Growing up in Kansas City, Missouri, Jawole Willa Jo Zollar liked to party: “In my generation [she’s now 49], it was completely different. We danced to live bands when we would go out to clubs. Oftentimes r&b was jazz-infused.” Friday and Saturday at Aaron Davis Hall, her choreography for Soul Deep, a collaboration with jazz composer David Murray, evokes this period. Murray’s Octet shares the stage with 10 dancers: Zollar, her Urban Bush Women, and three male guest artists.
“I felt like I needed more than seven dancers to match the power of the Octet,” Zollar explains. “I wanted to make this piece so that lovers of Murray’s music would come and feel satisfied.
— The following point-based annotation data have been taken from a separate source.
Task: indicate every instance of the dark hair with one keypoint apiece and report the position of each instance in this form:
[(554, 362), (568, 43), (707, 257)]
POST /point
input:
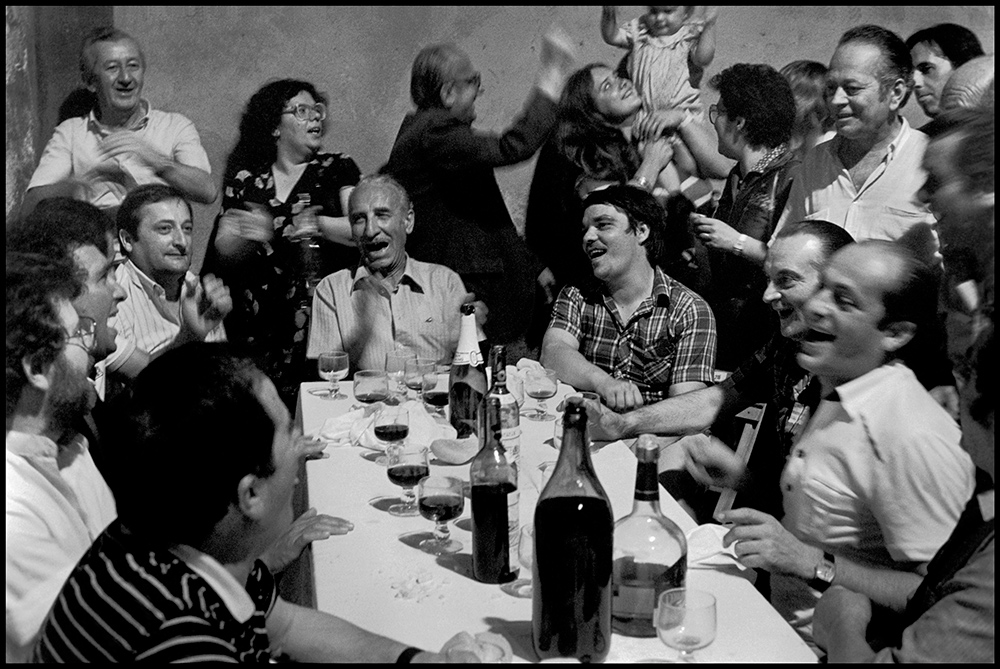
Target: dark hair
[(808, 81), (587, 139), (193, 427), (639, 207), (831, 236), (256, 148), (102, 34), (431, 69), (61, 225), (956, 43), (34, 282), (384, 180), (762, 97), (896, 62), (130, 212)]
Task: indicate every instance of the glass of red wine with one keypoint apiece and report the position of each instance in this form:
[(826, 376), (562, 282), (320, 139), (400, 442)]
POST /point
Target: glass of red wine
[(406, 464), (435, 391), (371, 385), (441, 500)]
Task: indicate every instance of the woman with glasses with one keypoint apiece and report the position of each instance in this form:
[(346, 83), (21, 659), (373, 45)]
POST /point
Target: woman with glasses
[(283, 226)]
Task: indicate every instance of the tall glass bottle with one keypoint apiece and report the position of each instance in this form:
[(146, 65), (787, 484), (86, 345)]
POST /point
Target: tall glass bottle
[(510, 418), (467, 382), (494, 504), (650, 553), (571, 607)]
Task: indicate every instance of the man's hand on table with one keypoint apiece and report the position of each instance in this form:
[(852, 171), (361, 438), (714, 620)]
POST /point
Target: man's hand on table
[(619, 394), (310, 526), (762, 542)]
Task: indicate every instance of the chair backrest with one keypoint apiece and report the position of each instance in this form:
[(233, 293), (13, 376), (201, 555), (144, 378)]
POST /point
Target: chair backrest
[(752, 417)]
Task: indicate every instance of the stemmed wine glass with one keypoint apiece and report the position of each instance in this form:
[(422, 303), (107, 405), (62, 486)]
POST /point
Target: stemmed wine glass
[(395, 367), (371, 385), (332, 367), (685, 620), (540, 384), (414, 374), (441, 500), (406, 465)]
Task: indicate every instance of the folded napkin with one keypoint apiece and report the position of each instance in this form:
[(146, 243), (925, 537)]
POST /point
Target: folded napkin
[(357, 427), (705, 547)]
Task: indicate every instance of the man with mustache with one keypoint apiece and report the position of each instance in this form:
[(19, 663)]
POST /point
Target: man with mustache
[(391, 299), (167, 305), (122, 142)]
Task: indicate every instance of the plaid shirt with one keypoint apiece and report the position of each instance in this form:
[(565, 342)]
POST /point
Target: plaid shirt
[(669, 339)]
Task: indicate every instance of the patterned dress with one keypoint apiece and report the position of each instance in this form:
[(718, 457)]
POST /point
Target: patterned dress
[(271, 299)]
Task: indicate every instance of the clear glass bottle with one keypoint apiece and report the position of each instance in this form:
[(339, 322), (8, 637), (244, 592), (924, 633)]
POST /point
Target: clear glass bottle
[(650, 551), (467, 381), (494, 505), (510, 417), (571, 607)]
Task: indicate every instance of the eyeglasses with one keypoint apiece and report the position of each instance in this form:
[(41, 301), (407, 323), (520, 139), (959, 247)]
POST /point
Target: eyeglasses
[(85, 335), (714, 112), (475, 80), (304, 112)]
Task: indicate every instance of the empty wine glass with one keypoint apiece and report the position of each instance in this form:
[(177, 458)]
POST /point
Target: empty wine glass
[(521, 587), (406, 465), (371, 385), (685, 620), (441, 500), (414, 374), (332, 367), (540, 384), (435, 391), (395, 367)]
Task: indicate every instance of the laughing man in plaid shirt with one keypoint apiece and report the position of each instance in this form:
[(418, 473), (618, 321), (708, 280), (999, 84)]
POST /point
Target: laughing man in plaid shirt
[(635, 336)]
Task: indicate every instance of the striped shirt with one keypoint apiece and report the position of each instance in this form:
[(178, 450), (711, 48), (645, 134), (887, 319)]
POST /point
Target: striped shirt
[(145, 320), (129, 601), (669, 339)]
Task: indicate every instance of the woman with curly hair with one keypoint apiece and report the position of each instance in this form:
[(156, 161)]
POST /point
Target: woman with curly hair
[(283, 226)]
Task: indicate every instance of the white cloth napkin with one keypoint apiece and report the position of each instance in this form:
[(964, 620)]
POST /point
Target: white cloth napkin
[(705, 547), (357, 427)]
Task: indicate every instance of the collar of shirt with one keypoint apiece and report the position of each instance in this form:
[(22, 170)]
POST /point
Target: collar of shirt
[(364, 278), (230, 591), (102, 130)]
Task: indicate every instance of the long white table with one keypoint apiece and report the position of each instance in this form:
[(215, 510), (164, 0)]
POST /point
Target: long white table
[(376, 578)]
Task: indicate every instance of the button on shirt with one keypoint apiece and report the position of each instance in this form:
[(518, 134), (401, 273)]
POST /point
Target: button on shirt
[(884, 207), (75, 149), (146, 320), (669, 339), (878, 476), (354, 312)]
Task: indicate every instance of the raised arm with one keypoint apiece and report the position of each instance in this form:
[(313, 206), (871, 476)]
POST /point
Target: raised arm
[(610, 31)]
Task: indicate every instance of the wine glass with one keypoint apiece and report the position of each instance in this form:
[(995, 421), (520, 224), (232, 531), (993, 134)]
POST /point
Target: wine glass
[(371, 385), (414, 373), (332, 367), (392, 425), (521, 587), (685, 620), (406, 465), (435, 391), (540, 384), (441, 500), (395, 367)]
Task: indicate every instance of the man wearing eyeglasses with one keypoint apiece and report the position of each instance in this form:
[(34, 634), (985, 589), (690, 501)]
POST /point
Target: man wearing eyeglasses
[(57, 502), (122, 142)]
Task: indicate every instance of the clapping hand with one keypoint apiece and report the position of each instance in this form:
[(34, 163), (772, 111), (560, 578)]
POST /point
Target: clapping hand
[(307, 528), (762, 542), (203, 304)]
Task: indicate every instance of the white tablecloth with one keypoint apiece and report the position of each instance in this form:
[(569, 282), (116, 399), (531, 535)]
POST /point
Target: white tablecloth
[(377, 579)]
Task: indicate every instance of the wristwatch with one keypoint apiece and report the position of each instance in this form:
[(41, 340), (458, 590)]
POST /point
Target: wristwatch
[(825, 572)]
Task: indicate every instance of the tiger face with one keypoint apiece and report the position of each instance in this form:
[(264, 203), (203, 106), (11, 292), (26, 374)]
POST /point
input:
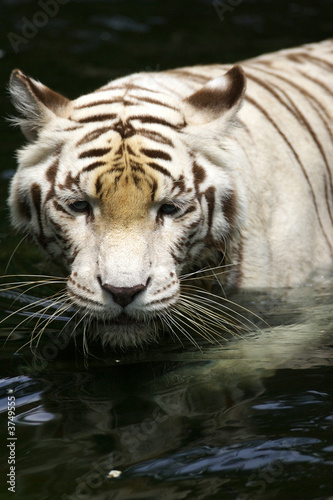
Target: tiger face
[(122, 188)]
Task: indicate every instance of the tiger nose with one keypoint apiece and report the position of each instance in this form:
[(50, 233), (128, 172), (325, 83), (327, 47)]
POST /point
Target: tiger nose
[(123, 295)]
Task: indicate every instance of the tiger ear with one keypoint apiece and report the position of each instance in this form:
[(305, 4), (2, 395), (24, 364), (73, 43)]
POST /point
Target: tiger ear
[(36, 103), (220, 98)]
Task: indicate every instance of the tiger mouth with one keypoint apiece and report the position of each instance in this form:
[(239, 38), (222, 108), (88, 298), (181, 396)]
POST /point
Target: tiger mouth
[(124, 320)]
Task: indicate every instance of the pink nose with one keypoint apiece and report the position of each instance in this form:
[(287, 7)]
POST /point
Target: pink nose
[(123, 295)]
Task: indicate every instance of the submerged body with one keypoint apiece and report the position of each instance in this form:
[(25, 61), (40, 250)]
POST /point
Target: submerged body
[(157, 174)]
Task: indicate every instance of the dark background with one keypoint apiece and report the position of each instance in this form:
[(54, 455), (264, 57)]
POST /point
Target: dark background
[(75, 46)]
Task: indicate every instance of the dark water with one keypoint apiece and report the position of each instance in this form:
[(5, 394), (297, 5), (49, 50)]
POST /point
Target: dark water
[(251, 418)]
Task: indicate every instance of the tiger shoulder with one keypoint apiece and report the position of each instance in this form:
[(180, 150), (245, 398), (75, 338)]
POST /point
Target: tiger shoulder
[(230, 164)]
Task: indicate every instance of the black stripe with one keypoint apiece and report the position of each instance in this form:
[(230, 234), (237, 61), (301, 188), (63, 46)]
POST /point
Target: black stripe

They wouldn’t be sitting there saying, ‘I wish those dancers would get out of the way so the band could really play.’ I wanted to create something where it really is an equal marriage. Music is often seen as an accompaniment for dance. It would be unfortunate to look at this piece that way.”
Soul Deep‘s first section, “Saturday Night,” will be followed by “Sunday Morning—From a Whisper to a Shout.” “I have to admit that I named it a little bit as my own in-joke after the Joan Acocella article,” says Zollar, referring to Acocella’s New Yorker description of Alvin Ailey’s masterpieces as “Saturday Night” (Blues Suite) and “Sunday Morning” (Revelations). “There’s more than one way to do Saturday night and Sunday morning. She states it as if it’s a stereotypical idea, but in fact it is very much rooted in African American culture. I’m hoping people will see that there’s such a connection between the sacred and the secular. What is happening when people are partying is not so much different from what happens when you are taken by the spirit in worship.”